In precedenza, gli scienziati hanno utilizzato metodi simili per il sequenziamento delle proteine per studiare il codice genetico di un rinoceronte vecchio 1,77 milioni di anni trovato a Dmanisi, in Georgia, e di una scimmia vecchia di 1,9 milioni di anni scoperta in Cina.
Un cugino, non un antenato
Mentre l’analisi delle proteine consente ai ricercatori di guardare molto più lontano nel passato rispetto ad altri metodi di sequenziamento genetico, i risultati sono ancora limitati dalla qualità e dal numero di campioni disponibili per lo studio.
Poiché la ricerca si basa solo su un singolo dente di un unico individuo, i risultati forniscono solo una “migliore ipotesi” su dove questa nuova specie si posizioni sull’albero evolutivo umano, hanno spiegato gli autori. Diversi tipi di cellule producono molti tipi diversi di proteine, quindi questo proteoma dello smalto è lungi dall’essere un profilo genetico completo.

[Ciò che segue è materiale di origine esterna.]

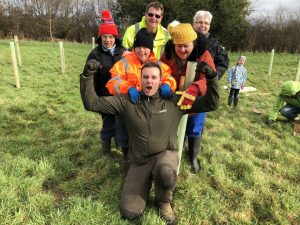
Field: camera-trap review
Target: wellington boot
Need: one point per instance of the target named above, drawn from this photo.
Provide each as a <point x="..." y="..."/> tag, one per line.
<point x="194" y="149"/>
<point x="125" y="153"/>
<point x="167" y="213"/>
<point x="235" y="102"/>
<point x="230" y="101"/>
<point x="106" y="147"/>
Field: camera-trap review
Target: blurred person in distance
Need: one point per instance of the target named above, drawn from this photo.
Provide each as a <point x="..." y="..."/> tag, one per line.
<point x="287" y="102"/>
<point x="237" y="76"/>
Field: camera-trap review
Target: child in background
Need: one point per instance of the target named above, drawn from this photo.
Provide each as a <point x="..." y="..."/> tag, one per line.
<point x="237" y="77"/>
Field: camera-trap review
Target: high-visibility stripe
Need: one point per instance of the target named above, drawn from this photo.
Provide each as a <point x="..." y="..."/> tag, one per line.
<point x="116" y="85"/>
<point x="126" y="64"/>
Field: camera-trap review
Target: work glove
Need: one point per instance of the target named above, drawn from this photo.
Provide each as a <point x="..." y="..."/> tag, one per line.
<point x="269" y="122"/>
<point x="203" y="67"/>
<point x="188" y="97"/>
<point x="134" y="94"/>
<point x="165" y="91"/>
<point x="91" y="67"/>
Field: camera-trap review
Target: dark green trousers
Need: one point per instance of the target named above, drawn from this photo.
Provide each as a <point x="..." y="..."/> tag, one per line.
<point x="161" y="170"/>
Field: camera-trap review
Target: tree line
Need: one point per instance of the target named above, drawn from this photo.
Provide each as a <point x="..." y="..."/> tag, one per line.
<point x="75" y="20"/>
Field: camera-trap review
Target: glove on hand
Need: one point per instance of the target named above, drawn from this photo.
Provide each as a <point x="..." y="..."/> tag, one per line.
<point x="269" y="122"/>
<point x="188" y="97"/>
<point x="91" y="67"/>
<point x="203" y="67"/>
<point x="165" y="91"/>
<point x="134" y="94"/>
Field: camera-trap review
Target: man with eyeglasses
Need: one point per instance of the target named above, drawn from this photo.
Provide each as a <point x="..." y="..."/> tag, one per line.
<point x="201" y="23"/>
<point x="152" y="21"/>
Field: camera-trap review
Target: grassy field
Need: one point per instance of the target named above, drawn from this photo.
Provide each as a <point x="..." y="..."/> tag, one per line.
<point x="52" y="172"/>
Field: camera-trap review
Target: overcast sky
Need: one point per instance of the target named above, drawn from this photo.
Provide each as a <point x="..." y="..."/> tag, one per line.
<point x="263" y="7"/>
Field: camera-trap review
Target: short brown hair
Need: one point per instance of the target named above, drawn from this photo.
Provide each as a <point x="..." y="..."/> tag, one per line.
<point x="156" y="5"/>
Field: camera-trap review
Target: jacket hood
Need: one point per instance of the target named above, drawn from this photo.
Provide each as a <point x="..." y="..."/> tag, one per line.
<point x="290" y="88"/>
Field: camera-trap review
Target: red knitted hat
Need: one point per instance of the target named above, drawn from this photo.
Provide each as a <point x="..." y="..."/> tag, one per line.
<point x="107" y="25"/>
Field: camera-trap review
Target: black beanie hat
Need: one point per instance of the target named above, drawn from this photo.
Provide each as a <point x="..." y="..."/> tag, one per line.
<point x="143" y="38"/>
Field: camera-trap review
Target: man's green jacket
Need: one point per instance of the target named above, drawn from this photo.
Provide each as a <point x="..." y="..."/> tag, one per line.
<point x="152" y="123"/>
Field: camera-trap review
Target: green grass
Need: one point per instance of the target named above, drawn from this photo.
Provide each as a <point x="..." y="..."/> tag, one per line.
<point x="52" y="172"/>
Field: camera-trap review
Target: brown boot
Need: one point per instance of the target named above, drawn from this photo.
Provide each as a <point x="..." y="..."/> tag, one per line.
<point x="167" y="213"/>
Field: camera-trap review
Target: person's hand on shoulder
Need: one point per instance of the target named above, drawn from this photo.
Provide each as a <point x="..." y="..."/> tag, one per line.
<point x="188" y="97"/>
<point x="91" y="67"/>
<point x="134" y="94"/>
<point x="165" y="91"/>
<point x="203" y="67"/>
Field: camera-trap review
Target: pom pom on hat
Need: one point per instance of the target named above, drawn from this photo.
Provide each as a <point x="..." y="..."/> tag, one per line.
<point x="183" y="33"/>
<point x="107" y="25"/>
<point x="171" y="25"/>
<point x="143" y="38"/>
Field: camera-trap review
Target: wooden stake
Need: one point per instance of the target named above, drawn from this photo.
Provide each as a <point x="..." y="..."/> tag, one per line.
<point x="298" y="72"/>
<point x="14" y="62"/>
<point x="18" y="51"/>
<point x="271" y="62"/>
<point x="62" y="56"/>
<point x="93" y="42"/>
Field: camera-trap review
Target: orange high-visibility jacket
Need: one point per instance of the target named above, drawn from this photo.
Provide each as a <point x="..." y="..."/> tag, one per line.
<point x="126" y="73"/>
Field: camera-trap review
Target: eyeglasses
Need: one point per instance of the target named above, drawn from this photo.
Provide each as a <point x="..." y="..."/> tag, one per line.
<point x="152" y="14"/>
<point x="202" y="23"/>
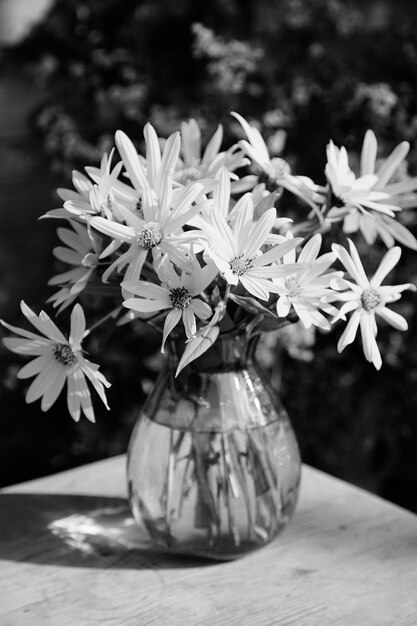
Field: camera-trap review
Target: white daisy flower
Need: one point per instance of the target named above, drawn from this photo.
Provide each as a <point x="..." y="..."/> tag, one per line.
<point x="98" y="196"/>
<point x="350" y="193"/>
<point x="305" y="291"/>
<point x="157" y="226"/>
<point x="58" y="360"/>
<point x="82" y="252"/>
<point x="366" y="299"/>
<point x="177" y="293"/>
<point x="276" y="172"/>
<point x="197" y="166"/>
<point x="237" y="250"/>
<point x="402" y="194"/>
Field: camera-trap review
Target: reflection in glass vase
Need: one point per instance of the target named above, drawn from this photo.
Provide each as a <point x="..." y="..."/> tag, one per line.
<point x="213" y="463"/>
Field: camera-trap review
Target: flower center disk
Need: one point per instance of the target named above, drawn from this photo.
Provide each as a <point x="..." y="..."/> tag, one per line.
<point x="239" y="265"/>
<point x="64" y="354"/>
<point x="180" y="297"/>
<point x="370" y="299"/>
<point x="150" y="235"/>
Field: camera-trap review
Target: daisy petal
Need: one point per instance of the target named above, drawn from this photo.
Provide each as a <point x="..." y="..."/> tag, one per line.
<point x="77" y="326"/>
<point x="389" y="261"/>
<point x="395" y="319"/>
<point x="171" y="321"/>
<point x="349" y="333"/>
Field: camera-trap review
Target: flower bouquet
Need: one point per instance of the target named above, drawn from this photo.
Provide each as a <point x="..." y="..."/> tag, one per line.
<point x="181" y="240"/>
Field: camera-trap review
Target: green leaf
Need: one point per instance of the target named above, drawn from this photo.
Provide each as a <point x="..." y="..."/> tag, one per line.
<point x="196" y="346"/>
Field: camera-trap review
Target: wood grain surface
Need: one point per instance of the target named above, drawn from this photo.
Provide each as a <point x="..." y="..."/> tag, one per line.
<point x="71" y="555"/>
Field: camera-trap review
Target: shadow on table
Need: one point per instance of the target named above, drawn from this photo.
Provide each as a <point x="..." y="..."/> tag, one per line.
<point x="77" y="531"/>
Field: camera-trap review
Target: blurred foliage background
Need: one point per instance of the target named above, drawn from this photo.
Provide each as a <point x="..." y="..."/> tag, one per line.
<point x="306" y="71"/>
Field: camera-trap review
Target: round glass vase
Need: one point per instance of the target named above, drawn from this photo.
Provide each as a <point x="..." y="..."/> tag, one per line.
<point x="213" y="465"/>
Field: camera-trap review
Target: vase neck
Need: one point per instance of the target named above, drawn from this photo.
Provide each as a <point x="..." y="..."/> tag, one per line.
<point x="231" y="351"/>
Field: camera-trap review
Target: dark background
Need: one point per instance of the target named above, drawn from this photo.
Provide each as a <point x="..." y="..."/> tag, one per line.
<point x="317" y="69"/>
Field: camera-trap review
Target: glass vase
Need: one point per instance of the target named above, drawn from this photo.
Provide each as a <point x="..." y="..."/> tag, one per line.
<point x="213" y="465"/>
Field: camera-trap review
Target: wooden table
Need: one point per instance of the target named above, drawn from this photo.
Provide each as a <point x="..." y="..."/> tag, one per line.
<point x="70" y="554"/>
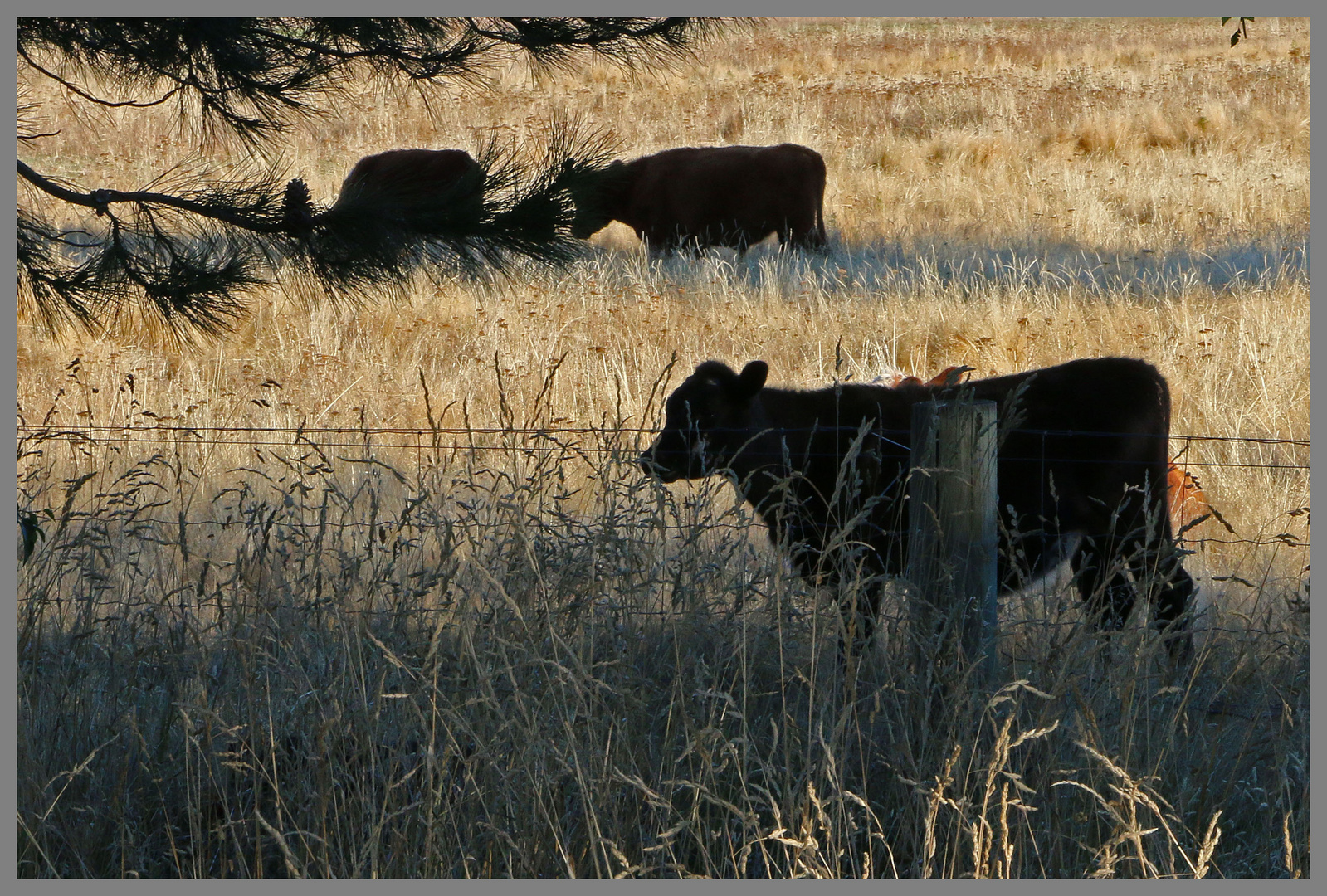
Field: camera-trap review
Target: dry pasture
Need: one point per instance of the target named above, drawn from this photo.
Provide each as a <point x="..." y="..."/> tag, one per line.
<point x="377" y="591"/>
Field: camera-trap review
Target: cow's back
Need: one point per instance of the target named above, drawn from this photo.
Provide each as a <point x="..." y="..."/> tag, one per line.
<point x="724" y="196"/>
<point x="409" y="178"/>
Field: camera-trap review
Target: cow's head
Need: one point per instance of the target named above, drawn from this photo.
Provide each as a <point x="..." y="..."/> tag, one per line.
<point x="706" y="421"/>
<point x="598" y="199"/>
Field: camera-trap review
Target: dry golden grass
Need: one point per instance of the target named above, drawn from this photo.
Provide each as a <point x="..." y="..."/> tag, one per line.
<point x="466" y="645"/>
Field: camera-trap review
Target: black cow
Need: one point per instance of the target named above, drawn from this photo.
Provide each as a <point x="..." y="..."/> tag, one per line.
<point x="717" y="196"/>
<point x="1081" y="475"/>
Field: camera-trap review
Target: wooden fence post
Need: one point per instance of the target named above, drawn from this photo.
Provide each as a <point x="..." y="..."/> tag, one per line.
<point x="952" y="521"/>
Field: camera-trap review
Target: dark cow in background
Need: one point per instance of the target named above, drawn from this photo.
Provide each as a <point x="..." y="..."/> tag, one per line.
<point x="414" y="186"/>
<point x="1081" y="475"/>
<point x="720" y="196"/>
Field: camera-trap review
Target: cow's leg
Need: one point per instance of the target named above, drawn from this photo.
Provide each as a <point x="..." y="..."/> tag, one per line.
<point x="1101" y="582"/>
<point x="1160" y="571"/>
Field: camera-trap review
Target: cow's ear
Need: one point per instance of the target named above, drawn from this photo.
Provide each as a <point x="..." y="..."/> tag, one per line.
<point x="751" y="378"/>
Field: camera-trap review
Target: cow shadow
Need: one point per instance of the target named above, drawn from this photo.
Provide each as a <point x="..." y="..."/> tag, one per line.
<point x="857" y="267"/>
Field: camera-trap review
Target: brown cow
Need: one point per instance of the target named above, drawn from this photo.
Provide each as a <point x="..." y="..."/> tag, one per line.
<point x="717" y="196"/>
<point x="414" y="186"/>
<point x="1079" y="475"/>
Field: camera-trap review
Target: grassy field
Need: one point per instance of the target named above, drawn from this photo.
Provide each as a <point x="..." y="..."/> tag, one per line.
<point x="401" y="604"/>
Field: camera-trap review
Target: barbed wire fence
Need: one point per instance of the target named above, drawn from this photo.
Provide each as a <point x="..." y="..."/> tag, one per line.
<point x="604" y="451"/>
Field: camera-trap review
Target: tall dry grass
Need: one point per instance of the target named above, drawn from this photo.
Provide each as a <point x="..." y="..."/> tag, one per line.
<point x="449" y="630"/>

Saranno necessarie ulteriori prove fossili per approfondire questi risultati.
Naturalmente, anche la qualità dei campioni fossili è fondamentale. Nell’ambito di questo studio, i ricercatori hanno esaminato anche un molare vecchio di 1,77 milioni di anni, estratto dal cranio fossile di un Homo erectus vissuto 2 milioni di anni fa, scoperto in Georgia; tuttavia, la sequenza proteica era troppo breve e troppo danneggiata per offrire nuove informazioni sul DNA del campione.
Il nostro albero genealogico perciò rimane, per ora, un groviglio disordinato.